Because of the structure of its symbols, Moon presents significant 
disadvantages over Braille in terms of digital representation. Braille's 
dotted form is easily represented using an electronic device -- I have a 
good friend who uses a Braille screen reader and I'm amazed at the speed 
of both the device and his fingers. The combination of curved and straight 
lines in Moon would be significantly harder to engineer for digital 
purposes. Even if you could do this, I can't see it ever being as fast as 
Braille. A Braille reader could follow hyperlinks, but once the text is 
embossed, the representation becomes fixed and flat.
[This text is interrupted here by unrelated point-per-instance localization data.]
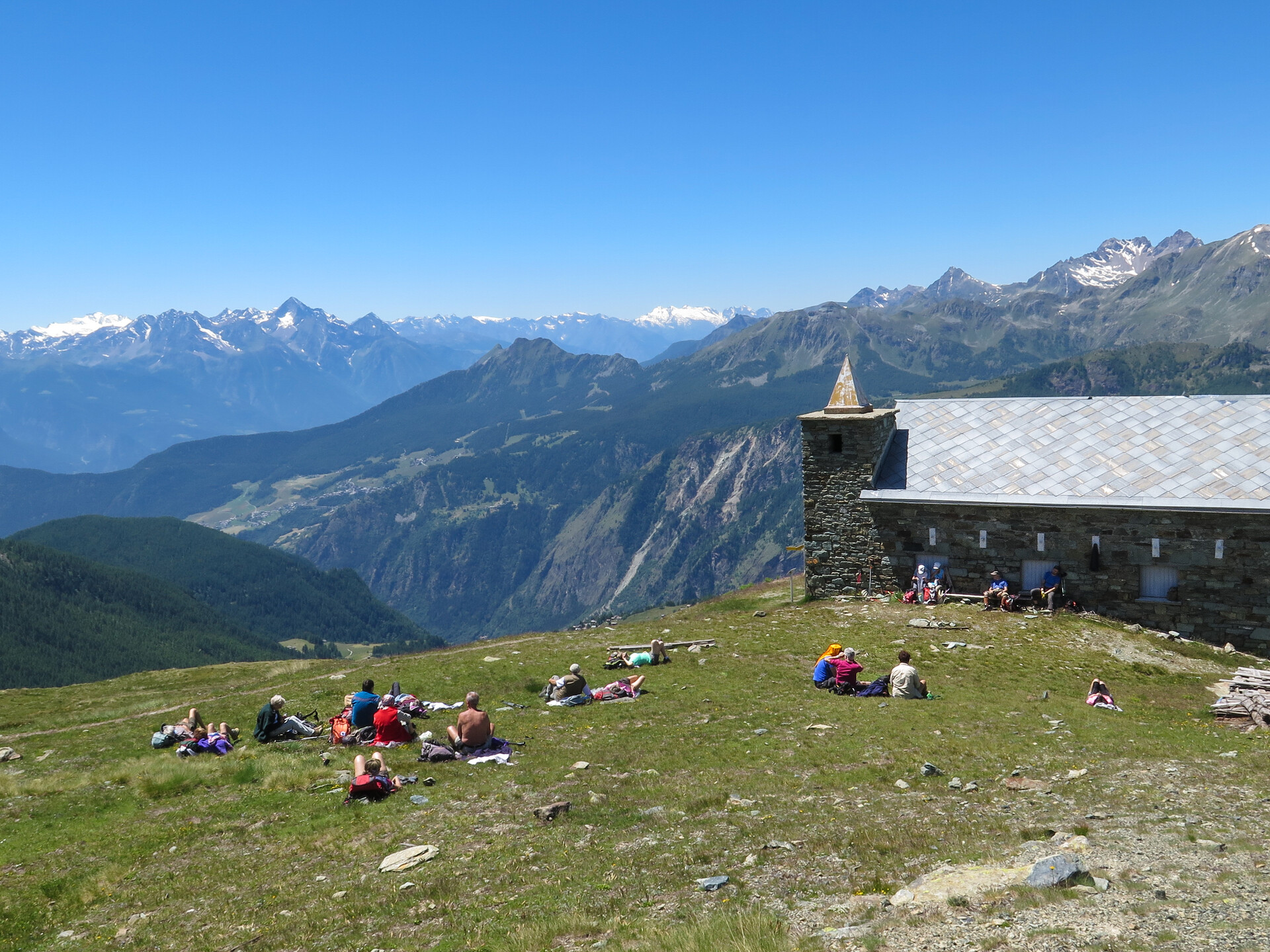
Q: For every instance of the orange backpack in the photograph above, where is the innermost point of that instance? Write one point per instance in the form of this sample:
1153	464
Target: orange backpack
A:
339	730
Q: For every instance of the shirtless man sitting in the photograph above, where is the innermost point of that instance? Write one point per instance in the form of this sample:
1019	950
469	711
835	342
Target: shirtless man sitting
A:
474	731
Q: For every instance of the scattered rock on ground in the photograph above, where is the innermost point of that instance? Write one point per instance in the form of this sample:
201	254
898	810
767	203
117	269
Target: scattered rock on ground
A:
1024	783
408	858
552	811
1054	871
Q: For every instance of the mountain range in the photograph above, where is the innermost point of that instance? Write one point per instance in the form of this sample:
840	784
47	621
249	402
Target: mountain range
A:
103	391
538	488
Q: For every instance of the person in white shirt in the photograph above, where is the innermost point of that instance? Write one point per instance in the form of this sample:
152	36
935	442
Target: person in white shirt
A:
905	682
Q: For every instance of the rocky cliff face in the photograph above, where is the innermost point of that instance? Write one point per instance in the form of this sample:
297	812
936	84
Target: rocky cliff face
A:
626	528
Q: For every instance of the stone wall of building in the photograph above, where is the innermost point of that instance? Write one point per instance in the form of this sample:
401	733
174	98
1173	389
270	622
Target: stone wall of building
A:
841	539
1217	600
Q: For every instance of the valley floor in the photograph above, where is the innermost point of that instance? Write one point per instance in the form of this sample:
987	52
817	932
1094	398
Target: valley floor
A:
716	770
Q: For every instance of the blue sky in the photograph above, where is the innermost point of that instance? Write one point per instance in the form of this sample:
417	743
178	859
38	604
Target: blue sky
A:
526	159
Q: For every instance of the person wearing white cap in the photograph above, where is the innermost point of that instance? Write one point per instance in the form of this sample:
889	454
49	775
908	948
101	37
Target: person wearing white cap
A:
271	725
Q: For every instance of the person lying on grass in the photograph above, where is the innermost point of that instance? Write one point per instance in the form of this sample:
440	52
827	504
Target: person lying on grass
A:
825	674
474	731
656	654
620	688
905	682
1100	696
206	743
186	727
371	778
271	724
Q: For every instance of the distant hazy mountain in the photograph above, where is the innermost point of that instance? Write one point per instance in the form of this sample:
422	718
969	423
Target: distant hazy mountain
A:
538	487
639	339
1111	264
103	391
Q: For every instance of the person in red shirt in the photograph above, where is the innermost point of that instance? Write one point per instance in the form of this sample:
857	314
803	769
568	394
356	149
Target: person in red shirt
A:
390	725
847	668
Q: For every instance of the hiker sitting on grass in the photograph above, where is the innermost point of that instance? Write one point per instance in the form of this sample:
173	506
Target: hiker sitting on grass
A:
371	778
825	674
474	731
620	688
939	582
996	594
271	724
364	705
570	686
905	682
846	668
392	725
1050	588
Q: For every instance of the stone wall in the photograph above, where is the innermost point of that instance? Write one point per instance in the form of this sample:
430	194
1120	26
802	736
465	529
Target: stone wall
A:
841	539
1217	600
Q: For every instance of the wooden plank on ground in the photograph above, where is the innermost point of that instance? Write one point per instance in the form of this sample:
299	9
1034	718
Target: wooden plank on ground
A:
704	643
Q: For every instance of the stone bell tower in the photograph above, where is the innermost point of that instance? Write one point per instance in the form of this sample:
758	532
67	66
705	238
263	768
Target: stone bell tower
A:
842	447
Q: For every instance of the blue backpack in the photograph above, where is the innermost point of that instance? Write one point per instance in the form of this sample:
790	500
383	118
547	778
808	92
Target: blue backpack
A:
875	688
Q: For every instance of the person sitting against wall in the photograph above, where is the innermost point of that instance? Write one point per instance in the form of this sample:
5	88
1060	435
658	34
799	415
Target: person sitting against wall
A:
939	582
1050	589
921	580
996	594
825	674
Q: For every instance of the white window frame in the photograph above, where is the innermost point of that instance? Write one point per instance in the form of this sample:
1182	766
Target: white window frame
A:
1155	583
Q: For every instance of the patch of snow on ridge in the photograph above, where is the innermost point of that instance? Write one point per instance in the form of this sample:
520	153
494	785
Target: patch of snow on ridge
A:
81	327
685	317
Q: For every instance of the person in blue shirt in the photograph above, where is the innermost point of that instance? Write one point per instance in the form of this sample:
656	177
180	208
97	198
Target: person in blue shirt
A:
939	582
1052	587
366	702
826	674
997	589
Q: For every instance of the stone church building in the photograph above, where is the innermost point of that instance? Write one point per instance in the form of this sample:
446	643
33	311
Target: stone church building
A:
1156	507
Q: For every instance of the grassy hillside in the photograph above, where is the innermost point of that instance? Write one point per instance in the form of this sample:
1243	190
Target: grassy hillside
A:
1150	368
275	594
110	843
65	619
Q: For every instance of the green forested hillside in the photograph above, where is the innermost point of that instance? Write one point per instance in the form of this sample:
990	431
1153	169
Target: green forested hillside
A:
65	619
1161	370
269	592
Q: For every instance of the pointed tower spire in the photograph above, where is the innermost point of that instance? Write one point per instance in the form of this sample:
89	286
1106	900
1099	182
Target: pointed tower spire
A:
847	397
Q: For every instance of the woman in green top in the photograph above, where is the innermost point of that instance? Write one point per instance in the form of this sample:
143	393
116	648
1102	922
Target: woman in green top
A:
654	655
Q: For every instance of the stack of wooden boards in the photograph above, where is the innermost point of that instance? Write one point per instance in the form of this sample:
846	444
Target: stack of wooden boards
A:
1248	696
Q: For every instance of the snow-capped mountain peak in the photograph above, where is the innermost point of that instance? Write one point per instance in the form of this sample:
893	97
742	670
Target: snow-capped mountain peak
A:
81	327
671	317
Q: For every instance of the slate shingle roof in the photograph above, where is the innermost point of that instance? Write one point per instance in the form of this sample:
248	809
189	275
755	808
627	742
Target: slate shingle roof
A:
1208	452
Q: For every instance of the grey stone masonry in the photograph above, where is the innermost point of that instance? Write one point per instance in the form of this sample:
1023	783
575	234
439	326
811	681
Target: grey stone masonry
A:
1216	598
840	457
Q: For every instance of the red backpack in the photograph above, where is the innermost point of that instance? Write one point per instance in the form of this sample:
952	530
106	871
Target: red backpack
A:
339	730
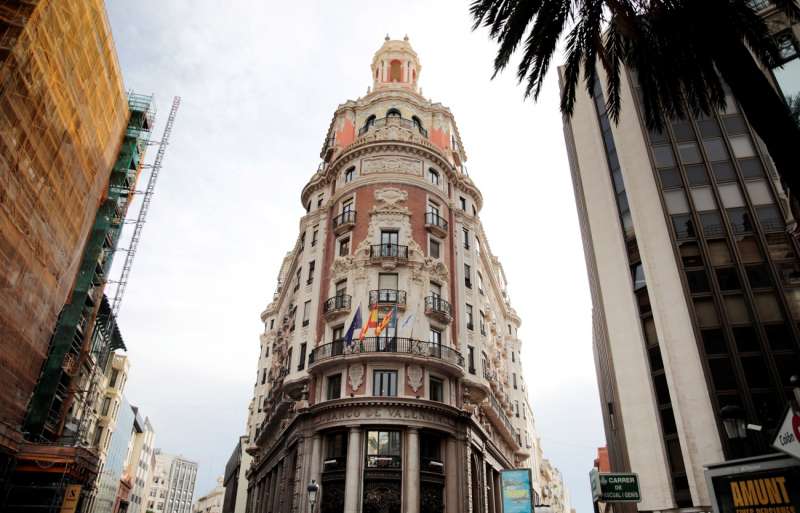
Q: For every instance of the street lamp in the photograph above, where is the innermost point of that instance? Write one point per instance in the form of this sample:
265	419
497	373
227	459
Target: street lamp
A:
313	490
733	421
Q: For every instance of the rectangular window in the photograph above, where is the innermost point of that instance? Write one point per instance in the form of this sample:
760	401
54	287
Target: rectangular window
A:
435	248
302	363
310	273
436	389
306	312
344	246
384	383
383	449
333	387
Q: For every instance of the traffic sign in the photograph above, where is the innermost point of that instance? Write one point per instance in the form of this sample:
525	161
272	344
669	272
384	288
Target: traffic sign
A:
788	437
614	487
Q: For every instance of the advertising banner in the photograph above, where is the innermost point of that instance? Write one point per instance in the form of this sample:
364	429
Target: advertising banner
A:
517	491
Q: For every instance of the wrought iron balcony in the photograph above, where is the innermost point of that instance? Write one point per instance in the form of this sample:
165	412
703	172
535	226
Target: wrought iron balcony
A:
387	297
438	308
388	251
336	305
397	345
344	221
436	223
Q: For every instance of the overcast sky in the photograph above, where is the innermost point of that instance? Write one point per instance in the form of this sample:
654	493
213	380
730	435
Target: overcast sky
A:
260	82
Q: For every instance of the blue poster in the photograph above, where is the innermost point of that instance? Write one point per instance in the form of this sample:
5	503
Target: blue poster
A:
517	491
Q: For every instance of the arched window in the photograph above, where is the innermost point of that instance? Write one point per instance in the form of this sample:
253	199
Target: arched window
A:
395	71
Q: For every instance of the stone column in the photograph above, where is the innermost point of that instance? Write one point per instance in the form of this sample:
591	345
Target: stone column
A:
352	479
411	481
452	475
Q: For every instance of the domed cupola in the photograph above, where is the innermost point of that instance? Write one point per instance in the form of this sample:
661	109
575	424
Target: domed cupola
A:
396	65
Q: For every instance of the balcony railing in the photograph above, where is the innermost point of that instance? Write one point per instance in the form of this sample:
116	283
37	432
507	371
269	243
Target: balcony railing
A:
434	220
434	305
388	250
398	345
337	303
387	297
344	220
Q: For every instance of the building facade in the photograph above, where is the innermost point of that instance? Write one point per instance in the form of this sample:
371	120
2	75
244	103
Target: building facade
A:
693	273
172	487
423	415
212	501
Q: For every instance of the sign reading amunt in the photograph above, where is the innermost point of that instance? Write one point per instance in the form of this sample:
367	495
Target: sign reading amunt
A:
771	486
400	413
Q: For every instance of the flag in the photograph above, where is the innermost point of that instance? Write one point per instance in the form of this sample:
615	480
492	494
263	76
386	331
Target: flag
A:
354	325
387	319
372	322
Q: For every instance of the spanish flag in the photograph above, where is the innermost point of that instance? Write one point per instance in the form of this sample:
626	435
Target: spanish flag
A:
387	319
372	322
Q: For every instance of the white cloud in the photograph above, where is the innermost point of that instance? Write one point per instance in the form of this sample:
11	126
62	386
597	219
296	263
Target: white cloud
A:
260	82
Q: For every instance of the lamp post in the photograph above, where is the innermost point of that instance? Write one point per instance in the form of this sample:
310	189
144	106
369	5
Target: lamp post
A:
313	490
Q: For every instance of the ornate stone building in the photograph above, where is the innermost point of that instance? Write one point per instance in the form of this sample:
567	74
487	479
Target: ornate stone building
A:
424	416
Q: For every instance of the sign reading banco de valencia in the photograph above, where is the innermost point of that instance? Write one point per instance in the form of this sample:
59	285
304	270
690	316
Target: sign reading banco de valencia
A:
517	491
760	488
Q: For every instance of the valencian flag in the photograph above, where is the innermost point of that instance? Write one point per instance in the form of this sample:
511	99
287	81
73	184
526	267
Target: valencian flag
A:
354	325
387	319
372	322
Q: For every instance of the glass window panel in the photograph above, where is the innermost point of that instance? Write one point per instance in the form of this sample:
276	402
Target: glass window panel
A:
746	339
698	281
690	255
676	202
749	250
712	224
703	198
696	174
719	253
706	313
793	298
670	178
728	279
662	155
714	341
736	309
742	146
708	127
734	124
751	168
770	218
767	307
779	336
689	153
722	374
715	150
758	276
730	195
740	220
756	372
759	192
723	171
684	226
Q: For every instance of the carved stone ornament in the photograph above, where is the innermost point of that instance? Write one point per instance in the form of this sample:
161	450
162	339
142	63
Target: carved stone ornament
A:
415	377
356	374
399	165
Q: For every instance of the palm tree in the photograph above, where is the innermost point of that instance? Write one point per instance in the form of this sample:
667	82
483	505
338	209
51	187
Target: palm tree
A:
683	51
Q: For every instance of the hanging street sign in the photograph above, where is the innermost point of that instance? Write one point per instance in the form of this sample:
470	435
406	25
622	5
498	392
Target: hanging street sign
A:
788	437
614	487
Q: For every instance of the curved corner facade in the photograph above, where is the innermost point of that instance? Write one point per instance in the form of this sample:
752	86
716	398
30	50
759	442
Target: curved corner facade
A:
423	415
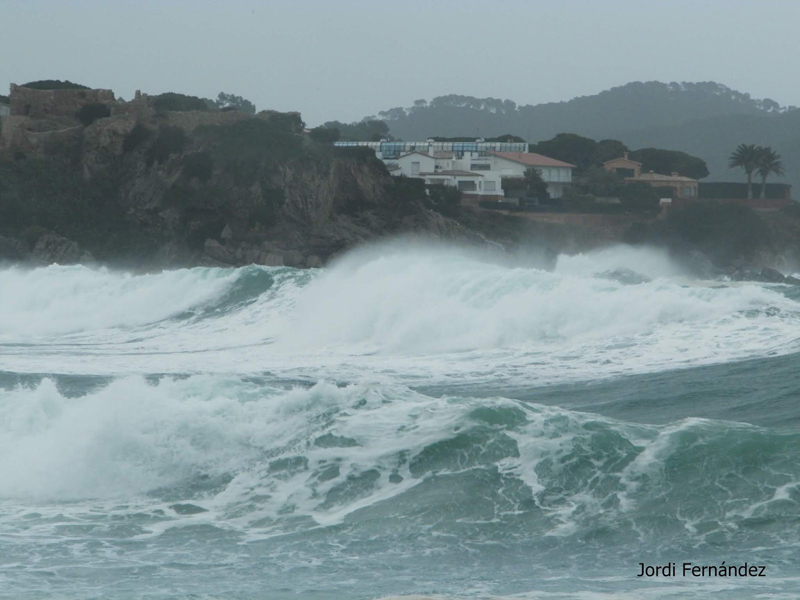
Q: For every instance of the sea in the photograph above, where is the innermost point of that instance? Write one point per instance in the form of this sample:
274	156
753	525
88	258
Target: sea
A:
412	421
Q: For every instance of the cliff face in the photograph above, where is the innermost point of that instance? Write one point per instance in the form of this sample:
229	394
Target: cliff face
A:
199	188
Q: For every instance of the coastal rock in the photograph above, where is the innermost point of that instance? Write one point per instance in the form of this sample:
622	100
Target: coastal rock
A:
12	249
760	274
52	248
699	265
293	258
624	276
216	251
271	259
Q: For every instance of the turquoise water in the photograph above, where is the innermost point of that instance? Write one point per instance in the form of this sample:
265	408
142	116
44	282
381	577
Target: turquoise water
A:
409	421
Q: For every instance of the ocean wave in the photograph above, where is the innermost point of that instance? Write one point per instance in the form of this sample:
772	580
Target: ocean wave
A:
428	313
261	460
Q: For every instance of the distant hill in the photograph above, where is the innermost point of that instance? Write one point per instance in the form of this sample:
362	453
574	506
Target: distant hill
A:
706	119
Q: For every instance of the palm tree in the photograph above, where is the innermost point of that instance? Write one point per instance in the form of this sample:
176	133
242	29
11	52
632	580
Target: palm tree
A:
746	157
768	162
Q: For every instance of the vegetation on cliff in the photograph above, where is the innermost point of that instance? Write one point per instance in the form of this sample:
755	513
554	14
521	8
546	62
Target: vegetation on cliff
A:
180	191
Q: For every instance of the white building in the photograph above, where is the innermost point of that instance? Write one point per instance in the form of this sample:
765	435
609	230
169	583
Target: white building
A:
475	168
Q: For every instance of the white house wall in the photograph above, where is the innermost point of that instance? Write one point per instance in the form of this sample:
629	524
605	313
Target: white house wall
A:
426	164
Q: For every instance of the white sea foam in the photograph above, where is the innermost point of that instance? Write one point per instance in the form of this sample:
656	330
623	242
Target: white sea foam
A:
421	314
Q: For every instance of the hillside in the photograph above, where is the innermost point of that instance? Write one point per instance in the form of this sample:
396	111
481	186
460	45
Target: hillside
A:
132	184
704	119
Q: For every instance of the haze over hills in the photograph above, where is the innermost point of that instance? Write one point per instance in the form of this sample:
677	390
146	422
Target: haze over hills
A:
706	119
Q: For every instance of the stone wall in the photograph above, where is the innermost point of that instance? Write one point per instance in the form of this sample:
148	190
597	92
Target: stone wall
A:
191	120
38	104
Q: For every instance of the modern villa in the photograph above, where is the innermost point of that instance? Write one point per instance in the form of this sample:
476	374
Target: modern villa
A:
477	169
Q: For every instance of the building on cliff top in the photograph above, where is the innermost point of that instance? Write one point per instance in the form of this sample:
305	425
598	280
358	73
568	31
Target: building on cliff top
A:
477	169
38	104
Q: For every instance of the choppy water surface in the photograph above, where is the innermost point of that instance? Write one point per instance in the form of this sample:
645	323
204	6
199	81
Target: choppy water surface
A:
407	421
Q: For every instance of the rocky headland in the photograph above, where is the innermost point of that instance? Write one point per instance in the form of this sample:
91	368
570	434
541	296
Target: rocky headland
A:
89	178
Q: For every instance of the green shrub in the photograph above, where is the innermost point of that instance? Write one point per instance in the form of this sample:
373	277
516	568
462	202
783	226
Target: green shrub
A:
247	149
637	196
324	135
723	231
198	165
171	101
89	113
135	137
171	140
54	84
444	199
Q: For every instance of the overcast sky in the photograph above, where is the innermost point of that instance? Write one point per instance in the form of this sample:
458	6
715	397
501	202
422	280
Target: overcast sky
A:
345	59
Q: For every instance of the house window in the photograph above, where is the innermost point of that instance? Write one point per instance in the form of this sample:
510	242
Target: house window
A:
466	186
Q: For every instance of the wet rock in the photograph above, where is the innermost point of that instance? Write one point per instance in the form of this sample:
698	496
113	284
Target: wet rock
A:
216	251
12	249
699	265
313	261
293	258
625	276
271	259
52	248
768	275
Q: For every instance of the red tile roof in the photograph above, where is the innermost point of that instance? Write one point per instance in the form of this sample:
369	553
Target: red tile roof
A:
659	177
532	160
453	173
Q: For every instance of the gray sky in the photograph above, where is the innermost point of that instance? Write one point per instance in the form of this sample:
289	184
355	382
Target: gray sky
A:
345	59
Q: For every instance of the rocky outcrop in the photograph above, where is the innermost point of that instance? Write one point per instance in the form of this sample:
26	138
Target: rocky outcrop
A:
52	248
12	249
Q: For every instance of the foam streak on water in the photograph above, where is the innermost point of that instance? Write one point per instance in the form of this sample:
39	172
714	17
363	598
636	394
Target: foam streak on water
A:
265	432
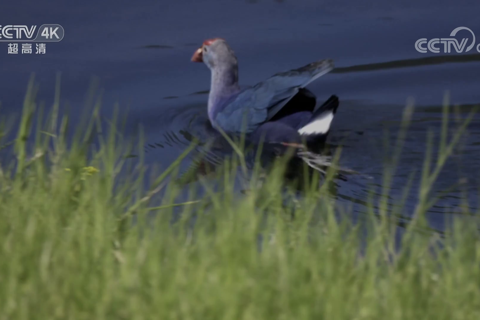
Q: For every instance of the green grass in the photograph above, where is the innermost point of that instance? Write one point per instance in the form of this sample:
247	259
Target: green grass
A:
68	249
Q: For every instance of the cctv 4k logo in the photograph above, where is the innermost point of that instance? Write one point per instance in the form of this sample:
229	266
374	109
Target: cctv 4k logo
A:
449	45
30	33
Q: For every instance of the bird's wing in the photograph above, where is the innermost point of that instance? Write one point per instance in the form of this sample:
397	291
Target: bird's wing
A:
260	103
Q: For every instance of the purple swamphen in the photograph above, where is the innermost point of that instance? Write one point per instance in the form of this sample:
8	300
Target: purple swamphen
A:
277	110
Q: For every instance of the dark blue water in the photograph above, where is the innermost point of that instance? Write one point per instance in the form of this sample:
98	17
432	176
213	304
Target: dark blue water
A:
140	54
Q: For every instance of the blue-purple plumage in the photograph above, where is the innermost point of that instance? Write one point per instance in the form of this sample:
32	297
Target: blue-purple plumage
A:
264	109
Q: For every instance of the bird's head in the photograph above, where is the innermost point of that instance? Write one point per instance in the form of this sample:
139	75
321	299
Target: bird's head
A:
215	52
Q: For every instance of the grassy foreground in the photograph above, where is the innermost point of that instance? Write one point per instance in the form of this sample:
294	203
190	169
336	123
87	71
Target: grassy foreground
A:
68	249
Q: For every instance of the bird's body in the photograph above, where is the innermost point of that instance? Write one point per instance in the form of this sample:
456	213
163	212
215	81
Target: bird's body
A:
279	109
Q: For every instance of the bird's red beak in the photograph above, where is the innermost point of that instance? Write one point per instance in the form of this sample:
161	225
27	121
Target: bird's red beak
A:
198	56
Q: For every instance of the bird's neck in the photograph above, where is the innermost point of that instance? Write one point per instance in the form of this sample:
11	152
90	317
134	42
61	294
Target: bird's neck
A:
224	84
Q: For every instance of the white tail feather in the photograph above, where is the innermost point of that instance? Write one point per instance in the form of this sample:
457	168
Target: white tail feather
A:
318	126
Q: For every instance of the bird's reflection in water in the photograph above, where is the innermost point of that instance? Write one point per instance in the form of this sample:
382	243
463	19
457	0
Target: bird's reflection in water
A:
301	165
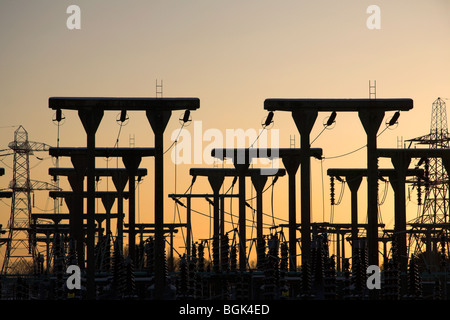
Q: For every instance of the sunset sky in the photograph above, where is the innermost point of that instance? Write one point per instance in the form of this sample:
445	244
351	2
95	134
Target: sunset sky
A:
232	55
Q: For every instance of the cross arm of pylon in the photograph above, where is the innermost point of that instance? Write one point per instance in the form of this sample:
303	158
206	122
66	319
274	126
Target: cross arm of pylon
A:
42	185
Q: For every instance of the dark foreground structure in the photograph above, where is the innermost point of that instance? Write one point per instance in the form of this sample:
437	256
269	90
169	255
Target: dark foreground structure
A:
292	267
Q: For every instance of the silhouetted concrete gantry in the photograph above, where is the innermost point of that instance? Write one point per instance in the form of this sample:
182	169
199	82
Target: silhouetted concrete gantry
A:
371	113
158	112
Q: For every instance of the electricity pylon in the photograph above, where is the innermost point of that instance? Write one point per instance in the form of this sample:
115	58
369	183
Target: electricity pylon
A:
20	249
436	199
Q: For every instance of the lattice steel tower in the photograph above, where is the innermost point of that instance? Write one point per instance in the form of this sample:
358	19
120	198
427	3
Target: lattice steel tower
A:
20	249
436	199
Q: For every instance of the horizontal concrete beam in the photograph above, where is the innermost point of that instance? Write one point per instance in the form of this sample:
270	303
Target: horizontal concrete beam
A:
338	104
111	103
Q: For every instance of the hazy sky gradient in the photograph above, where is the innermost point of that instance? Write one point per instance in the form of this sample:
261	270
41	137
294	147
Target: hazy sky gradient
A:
230	54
Printed, non-embossed Moon can't be read by the intended audience so that 
doesn't seem to be a true representation of the script.  However,  the 
characters could be encoded for applications that later emboss Moon onto 
paper like the one I referenced.  So yes, you're right. I can see a reason 
for standardized encodings.

Karen





"Kent Karlsson" <kent.karlsson14@comhem.se> 
10/31/2006 11:04 PM

To
<Karen_Broome@spe.sony.com>
cc
"'Addison Phillips'" <addison@yahoo-inc.com>, "'Dave Pawson'" 
<dave.pawson@gmail.com>, "'I18N'" <www-international@w3.org>
Subject
RE: Java I18N






Karen_Broome wrote:
This raises an interesting point.  Unlike Braille, the script is not 
encoded and likely won't be as this script doesn't lend itself well to 
digital representation, 
Why? It seems to lends itself as much (or as little) to digital 
representation as Braille does. Indeed, I would suggest using private use 
code points in Unicode to represent the Moon characters (until they are 
encoded). If someone makes a proposal document, I don't see any a priori 
reason for not encoding Moon characters.